Note that ##\int {1\over 2} {\dot r}^2 \; dm\ ## is the kinetic energy in all cases. Often it is convenient/ useful/ practical to split it up in parts, e.g. as in your c.o.m plus rotation. A force like gravity works on all ##dm## but can comfortably be considered to work on the c.o.m. that way.

All in all nothing physical, just a mathematical approach :wink:

##\ ##
 
BvU said:
You talk about a stationary end of rod, so you must have some specific configuration in mind. Can you divulge to us what it is ?

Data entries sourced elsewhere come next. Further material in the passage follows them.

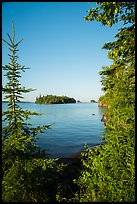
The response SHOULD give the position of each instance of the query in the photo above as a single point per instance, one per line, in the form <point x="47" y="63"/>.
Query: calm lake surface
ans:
<point x="73" y="125"/>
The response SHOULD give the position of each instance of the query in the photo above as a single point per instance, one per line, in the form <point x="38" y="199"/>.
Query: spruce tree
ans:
<point x="21" y="157"/>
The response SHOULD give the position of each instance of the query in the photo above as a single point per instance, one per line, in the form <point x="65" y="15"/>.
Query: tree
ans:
<point x="21" y="157"/>
<point x="109" y="170"/>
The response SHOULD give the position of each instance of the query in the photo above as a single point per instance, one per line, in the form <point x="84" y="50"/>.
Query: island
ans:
<point x="53" y="99"/>
<point x="93" y="101"/>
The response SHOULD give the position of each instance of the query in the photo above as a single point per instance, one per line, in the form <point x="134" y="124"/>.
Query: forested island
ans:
<point x="53" y="99"/>
<point x="105" y="173"/>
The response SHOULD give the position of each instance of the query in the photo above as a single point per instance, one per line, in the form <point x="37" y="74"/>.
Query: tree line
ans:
<point x="53" y="99"/>
<point x="105" y="173"/>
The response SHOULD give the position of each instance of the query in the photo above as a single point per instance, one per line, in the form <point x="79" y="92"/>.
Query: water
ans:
<point x="73" y="125"/>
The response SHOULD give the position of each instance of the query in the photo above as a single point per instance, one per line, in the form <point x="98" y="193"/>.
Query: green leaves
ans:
<point x="108" y="173"/>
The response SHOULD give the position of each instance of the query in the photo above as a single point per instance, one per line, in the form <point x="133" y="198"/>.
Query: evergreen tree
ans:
<point x="22" y="160"/>
<point x="109" y="170"/>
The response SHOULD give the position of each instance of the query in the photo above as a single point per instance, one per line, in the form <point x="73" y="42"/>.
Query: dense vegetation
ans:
<point x="53" y="99"/>
<point x="109" y="170"/>
<point x="24" y="165"/>
<point x="93" y="101"/>
<point x="103" y="174"/>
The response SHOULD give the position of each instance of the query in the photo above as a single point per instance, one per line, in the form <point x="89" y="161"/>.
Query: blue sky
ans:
<point x="62" y="50"/>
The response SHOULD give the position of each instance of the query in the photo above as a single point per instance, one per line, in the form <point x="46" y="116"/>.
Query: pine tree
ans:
<point x="108" y="173"/>
<point x="20" y="154"/>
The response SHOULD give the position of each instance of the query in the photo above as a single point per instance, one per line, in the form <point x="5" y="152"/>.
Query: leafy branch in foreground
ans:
<point x="108" y="173"/>
<point x="21" y="157"/>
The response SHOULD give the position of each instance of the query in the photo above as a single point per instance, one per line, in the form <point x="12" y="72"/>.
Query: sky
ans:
<point x="63" y="51"/>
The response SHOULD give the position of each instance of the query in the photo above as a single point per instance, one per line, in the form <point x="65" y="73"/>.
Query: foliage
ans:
<point x="109" y="170"/>
<point x="23" y="162"/>
<point x="53" y="99"/>
<point x="93" y="101"/>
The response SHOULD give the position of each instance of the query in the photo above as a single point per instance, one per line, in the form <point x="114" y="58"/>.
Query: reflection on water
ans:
<point x="73" y="125"/>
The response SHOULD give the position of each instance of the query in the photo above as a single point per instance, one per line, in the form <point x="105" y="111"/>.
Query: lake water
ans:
<point x="73" y="125"/>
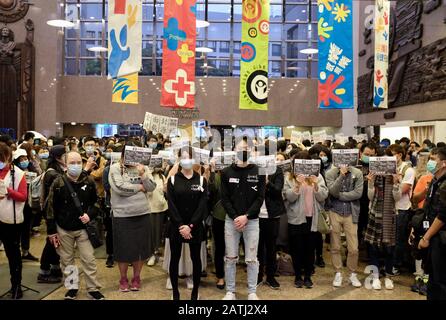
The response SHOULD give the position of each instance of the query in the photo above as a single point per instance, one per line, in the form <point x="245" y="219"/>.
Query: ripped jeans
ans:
<point x="232" y="241"/>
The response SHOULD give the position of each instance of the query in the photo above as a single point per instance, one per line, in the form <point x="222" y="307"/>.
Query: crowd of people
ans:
<point x="397" y="220"/>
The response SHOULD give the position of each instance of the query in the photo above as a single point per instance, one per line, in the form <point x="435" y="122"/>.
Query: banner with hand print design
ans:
<point x="179" y="35"/>
<point x="335" y="44"/>
<point x="254" y="55"/>
<point x="124" y="37"/>
<point x="380" y="88"/>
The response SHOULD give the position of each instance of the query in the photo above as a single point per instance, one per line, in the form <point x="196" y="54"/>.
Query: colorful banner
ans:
<point x="380" y="88"/>
<point x="254" y="52"/>
<point x="124" y="37"/>
<point x="125" y="89"/>
<point x="178" y="77"/>
<point x="335" y="31"/>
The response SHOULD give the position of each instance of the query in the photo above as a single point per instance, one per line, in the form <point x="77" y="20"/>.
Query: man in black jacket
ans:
<point x="243" y="191"/>
<point x="66" y="224"/>
<point x="435" y="237"/>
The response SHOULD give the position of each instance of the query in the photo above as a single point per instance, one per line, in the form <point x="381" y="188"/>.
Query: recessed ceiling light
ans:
<point x="60" y="23"/>
<point x="309" y="51"/>
<point x="204" y="50"/>
<point x="202" y="24"/>
<point x="97" y="49"/>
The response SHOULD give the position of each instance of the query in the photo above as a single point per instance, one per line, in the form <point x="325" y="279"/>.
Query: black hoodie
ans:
<point x="243" y="191"/>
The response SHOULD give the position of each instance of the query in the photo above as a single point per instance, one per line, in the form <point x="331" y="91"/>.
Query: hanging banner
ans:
<point x="125" y="89"/>
<point x="335" y="44"/>
<point x="380" y="90"/>
<point x="254" y="55"/>
<point x="124" y="37"/>
<point x="178" y="74"/>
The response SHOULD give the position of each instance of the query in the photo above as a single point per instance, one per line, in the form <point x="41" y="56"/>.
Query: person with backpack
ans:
<point x="13" y="195"/>
<point x="20" y="160"/>
<point x="50" y="261"/>
<point x="187" y="202"/>
<point x="71" y="205"/>
<point x="435" y="237"/>
<point x="403" y="206"/>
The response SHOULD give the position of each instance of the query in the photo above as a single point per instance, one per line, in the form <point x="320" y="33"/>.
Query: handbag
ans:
<point x="92" y="226"/>
<point x="323" y="226"/>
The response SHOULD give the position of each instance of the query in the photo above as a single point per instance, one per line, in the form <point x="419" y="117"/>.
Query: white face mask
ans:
<point x="187" y="163"/>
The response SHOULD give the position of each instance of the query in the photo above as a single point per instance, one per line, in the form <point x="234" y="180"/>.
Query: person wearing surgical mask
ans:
<point x="66" y="223"/>
<point x="187" y="202"/>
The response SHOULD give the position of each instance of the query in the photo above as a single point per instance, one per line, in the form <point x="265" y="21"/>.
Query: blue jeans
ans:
<point x="232" y="241"/>
<point x="401" y="246"/>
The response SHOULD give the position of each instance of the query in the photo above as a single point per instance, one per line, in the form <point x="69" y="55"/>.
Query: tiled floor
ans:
<point x="154" y="282"/>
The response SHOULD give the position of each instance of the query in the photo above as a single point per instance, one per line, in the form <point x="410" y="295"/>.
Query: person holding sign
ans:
<point x="131" y="218"/>
<point x="305" y="197"/>
<point x="345" y="184"/>
<point x="187" y="201"/>
<point x="384" y="191"/>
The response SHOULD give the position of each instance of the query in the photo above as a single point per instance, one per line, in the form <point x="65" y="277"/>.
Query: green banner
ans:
<point x="254" y="55"/>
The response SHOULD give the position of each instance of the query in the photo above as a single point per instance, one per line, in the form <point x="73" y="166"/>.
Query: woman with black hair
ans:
<point x="13" y="194"/>
<point x="187" y="199"/>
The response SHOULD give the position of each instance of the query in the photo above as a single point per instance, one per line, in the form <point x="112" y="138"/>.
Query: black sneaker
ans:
<point x="298" y="282"/>
<point x="110" y="262"/>
<point x="29" y="257"/>
<point x="71" y="294"/>
<point x="308" y="283"/>
<point x="43" y="278"/>
<point x="272" y="283"/>
<point x="16" y="293"/>
<point x="96" y="295"/>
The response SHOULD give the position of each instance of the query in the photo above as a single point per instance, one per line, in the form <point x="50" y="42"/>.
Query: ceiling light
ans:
<point x="202" y="24"/>
<point x="204" y="49"/>
<point x="97" y="49"/>
<point x="309" y="51"/>
<point x="60" y="23"/>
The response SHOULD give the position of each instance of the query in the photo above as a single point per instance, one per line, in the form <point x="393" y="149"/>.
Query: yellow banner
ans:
<point x="125" y="89"/>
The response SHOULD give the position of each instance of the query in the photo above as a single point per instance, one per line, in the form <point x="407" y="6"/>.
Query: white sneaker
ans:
<point x="354" y="280"/>
<point x="337" y="282"/>
<point x="229" y="296"/>
<point x="388" y="284"/>
<point x="168" y="284"/>
<point x="253" y="296"/>
<point x="189" y="283"/>
<point x="151" y="261"/>
<point x="376" y="284"/>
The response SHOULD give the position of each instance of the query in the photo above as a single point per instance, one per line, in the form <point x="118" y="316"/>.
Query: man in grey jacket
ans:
<point x="345" y="186"/>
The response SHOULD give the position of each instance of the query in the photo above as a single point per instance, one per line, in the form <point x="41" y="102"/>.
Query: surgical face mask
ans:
<point x="74" y="170"/>
<point x="24" y="164"/>
<point x="431" y="166"/>
<point x="187" y="163"/>
<point x="89" y="150"/>
<point x="365" y="159"/>
<point x="242" y="156"/>
<point x="44" y="155"/>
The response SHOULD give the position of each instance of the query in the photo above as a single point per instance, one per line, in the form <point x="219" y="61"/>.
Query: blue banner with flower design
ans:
<point x="335" y="44"/>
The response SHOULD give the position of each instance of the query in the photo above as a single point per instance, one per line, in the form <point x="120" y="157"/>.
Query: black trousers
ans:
<point x="302" y="242"/>
<point x="218" y="232"/>
<point x="266" y="253"/>
<point x="436" y="287"/>
<point x="49" y="257"/>
<point x="175" y="248"/>
<point x="28" y="221"/>
<point x="10" y="236"/>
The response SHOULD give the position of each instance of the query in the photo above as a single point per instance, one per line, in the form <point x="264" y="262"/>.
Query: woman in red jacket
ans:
<point x="13" y="194"/>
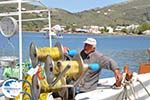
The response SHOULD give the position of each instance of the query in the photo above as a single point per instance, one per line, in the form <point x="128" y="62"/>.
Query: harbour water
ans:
<point x="129" y="50"/>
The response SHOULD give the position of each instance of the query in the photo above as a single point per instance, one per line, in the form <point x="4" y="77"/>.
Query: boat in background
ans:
<point x="54" y="35"/>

Note that ##\int {1\over 2} {\dot r}^2 \; dm\ ## is the kinetic energy in all cases. Often it is convenient/ useful/ practical to split it up in parts, e.g. as in your c.o.m plus rotation. A force like gravity works on all ##dm## but can comfortably be considered to work on the c.o.m. that way.

All in all nothing physical, just a mathematical approach :wink:

##\ ##
I was just thinking of a simple beam attached at one end at a stationary point.
If I understand this, it helps to tackle harder problems. Thank you!
 
pj33 said:
I was just thinking of a simple beam attached at one end at a stationary point.

That is a system with a constraint, so already not all that trivial, but surely instructive.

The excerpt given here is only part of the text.